Faizsiz ekonomi politikası önerisi -5: Finansallaşmayı durdurmak

Faizsiz ekonomi politikası önerisi -5: Finansallaşmayı durdurmak
Makroekonomik istikrar açısından sabit faiz politikası gerekli fakat 'finans kapital' buna razı gelmeyeceğinden ekonomi politik açıdan, yani güç ilişkileri açısından, zor. Yani bu nokta Sol’dan politik bir müdahale gerektiriyor.

Dr. İlhan Döğüş


Ocak ayında Artı Gerçek için yazdığım 4 parçalık "Faizsiz ekonomi politikası önerisi" başlıklı yazı dizisine bir ekleme yapmak istiyorum.

O dizide merkez bankalarının politika faizini sabitleyip bankacılık sektörünün likidite ihtiyacına tam karşılık vermesiyle finansal istikrara katkı sunarken; büyüme, istihdam, eşitsizlik, enflasyon gibi hedeflerine yönelik olarak daha etkili bir enstrüman olarak maliye politikasının ikame edilmesi gerektiğini savunmuştum.

Bu yazıda da, faizi sabitlemenin finansal spekülasyon imkanlarını kısıtlayarak aşırı finansal karlara ve bu sayede finansallaşmaya ket vuracağını, tersine çevireceğini (=definancialisation) vurgulayacağım.

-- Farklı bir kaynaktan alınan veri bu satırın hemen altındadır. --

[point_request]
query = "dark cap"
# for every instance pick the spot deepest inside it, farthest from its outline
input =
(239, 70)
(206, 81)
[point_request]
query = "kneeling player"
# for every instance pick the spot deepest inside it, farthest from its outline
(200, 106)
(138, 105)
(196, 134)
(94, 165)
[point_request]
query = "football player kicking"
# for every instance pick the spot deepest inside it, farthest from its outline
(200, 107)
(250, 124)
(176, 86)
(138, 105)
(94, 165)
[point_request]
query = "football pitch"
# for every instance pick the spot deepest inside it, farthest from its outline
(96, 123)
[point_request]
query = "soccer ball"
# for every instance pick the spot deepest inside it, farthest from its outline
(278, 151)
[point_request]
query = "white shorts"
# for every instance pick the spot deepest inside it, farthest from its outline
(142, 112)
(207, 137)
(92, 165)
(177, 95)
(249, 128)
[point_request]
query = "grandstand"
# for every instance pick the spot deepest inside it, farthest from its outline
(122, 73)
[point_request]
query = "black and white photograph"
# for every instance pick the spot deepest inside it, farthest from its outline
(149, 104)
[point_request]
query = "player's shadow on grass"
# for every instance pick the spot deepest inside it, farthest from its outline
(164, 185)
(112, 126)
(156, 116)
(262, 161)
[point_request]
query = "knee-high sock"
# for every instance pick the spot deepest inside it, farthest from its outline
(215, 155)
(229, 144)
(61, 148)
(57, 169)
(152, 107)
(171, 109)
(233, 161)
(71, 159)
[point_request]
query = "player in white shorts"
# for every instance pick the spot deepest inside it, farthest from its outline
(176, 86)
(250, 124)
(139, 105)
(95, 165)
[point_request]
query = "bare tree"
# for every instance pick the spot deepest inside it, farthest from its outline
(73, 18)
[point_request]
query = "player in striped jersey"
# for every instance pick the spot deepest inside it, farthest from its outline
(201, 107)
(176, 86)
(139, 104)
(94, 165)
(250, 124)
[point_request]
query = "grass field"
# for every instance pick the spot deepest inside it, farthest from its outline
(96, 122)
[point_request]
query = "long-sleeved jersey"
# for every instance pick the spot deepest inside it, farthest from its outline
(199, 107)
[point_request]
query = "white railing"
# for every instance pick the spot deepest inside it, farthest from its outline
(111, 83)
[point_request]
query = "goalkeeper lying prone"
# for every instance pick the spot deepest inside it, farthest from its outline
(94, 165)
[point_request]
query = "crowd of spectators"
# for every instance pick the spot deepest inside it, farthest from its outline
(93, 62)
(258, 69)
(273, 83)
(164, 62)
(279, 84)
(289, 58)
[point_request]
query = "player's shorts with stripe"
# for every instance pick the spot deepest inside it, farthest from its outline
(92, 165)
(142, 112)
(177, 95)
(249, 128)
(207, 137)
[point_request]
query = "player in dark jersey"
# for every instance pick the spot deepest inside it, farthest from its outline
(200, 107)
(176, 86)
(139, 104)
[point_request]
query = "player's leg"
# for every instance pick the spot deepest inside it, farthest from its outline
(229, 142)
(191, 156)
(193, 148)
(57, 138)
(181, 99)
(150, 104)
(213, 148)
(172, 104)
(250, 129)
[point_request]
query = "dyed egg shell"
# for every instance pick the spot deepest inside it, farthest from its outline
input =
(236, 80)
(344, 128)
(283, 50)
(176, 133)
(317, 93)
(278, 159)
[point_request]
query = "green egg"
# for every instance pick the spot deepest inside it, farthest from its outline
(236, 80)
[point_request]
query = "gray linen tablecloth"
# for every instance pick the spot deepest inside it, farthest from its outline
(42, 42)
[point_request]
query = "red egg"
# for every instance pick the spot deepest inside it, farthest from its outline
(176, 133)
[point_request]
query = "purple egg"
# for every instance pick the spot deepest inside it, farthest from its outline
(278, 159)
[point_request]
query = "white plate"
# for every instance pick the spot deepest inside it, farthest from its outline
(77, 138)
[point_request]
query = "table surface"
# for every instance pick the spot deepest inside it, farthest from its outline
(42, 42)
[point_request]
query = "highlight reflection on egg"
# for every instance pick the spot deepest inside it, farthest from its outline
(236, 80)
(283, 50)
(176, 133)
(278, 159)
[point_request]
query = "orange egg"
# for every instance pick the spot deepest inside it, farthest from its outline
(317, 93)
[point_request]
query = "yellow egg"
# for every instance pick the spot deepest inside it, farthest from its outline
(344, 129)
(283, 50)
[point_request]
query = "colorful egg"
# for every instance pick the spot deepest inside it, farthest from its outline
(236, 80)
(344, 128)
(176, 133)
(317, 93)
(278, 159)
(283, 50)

Önce merkez bankalarının bankacılık sektörünün likidite ihtiyacına tam karşılık vermesiyle faizleri nasıl stabilleştirdiğini berraklaştırmayla başlayalım; sonra finansallaşmanın ne olduğuyla ve nasıl ortaya çıkıp hangi makroekonomik koşullarda kendisini sürdürebildiğiyle devam edelim. En sonda da faizi sabitlemenin finansallaşmaya neden ket vuracağını açıklayalım.

MERKEZ BANKASI’NIN POLİTİKA FAİZİ VE PİYASA FAİZLERİ

İlk olarak ekonomik sirkülasyonun başladığı paranın yaratılması noktasından başlayalım:

Kredi yoktan yaratıldığı için, yani kredi verildiği anda mevduat yaratıldığı için, kredinin banka için maliyeti sıfırdır. Kredi önceden paketlenip hazırlanmış değildir; kredi talebi onaylandığı anda yaratılır. Dolayısıyla kredinin, talepten bağımsız ayrı bir arz eğrisi yoktur. Bunun en bariz kanıtı, talep edilen kredi miktarı arttığında faizin artmamasıdır. Kredi mevduattan verilseydi (ki bu hukuken mümkün değildir çünkü birisinin parasını banka başkasına veremez) hem kredi talebi arttıkça kredi faizi artardı, hem de Merkez Bankası politika faizini indirdiğinde bankalar da faiz indirmezdi zira daha yüksek faizle toplanmış krediyi daha düşük faizle sonrasında kredi olarak vermek rasyonel değildir. Bu nedenle faiz, piyasada kredi talebi ile mevduat arzı tarafından içsel olarak belirlenmez; Merkez Bankası tarafından dışsal olarak belirlenir. Bankalar, likidite ihtiyaçlarını karşıladıkları Açık Piyasa İşlemleri çerçevesinde Merkez Bankası'ndan aldıkları rezerv paraya ödedikleri politika faizinin (=repo faizi) üzerine bir kar marjı (=markup) koyarak kendi mevduat ve kredi faizlerini belirlerler. Bankalar merkez bankalarından aldıkları rezerv parayla tahvil satın aldıklarından, tahvil faizleri de politika faizini takip eder.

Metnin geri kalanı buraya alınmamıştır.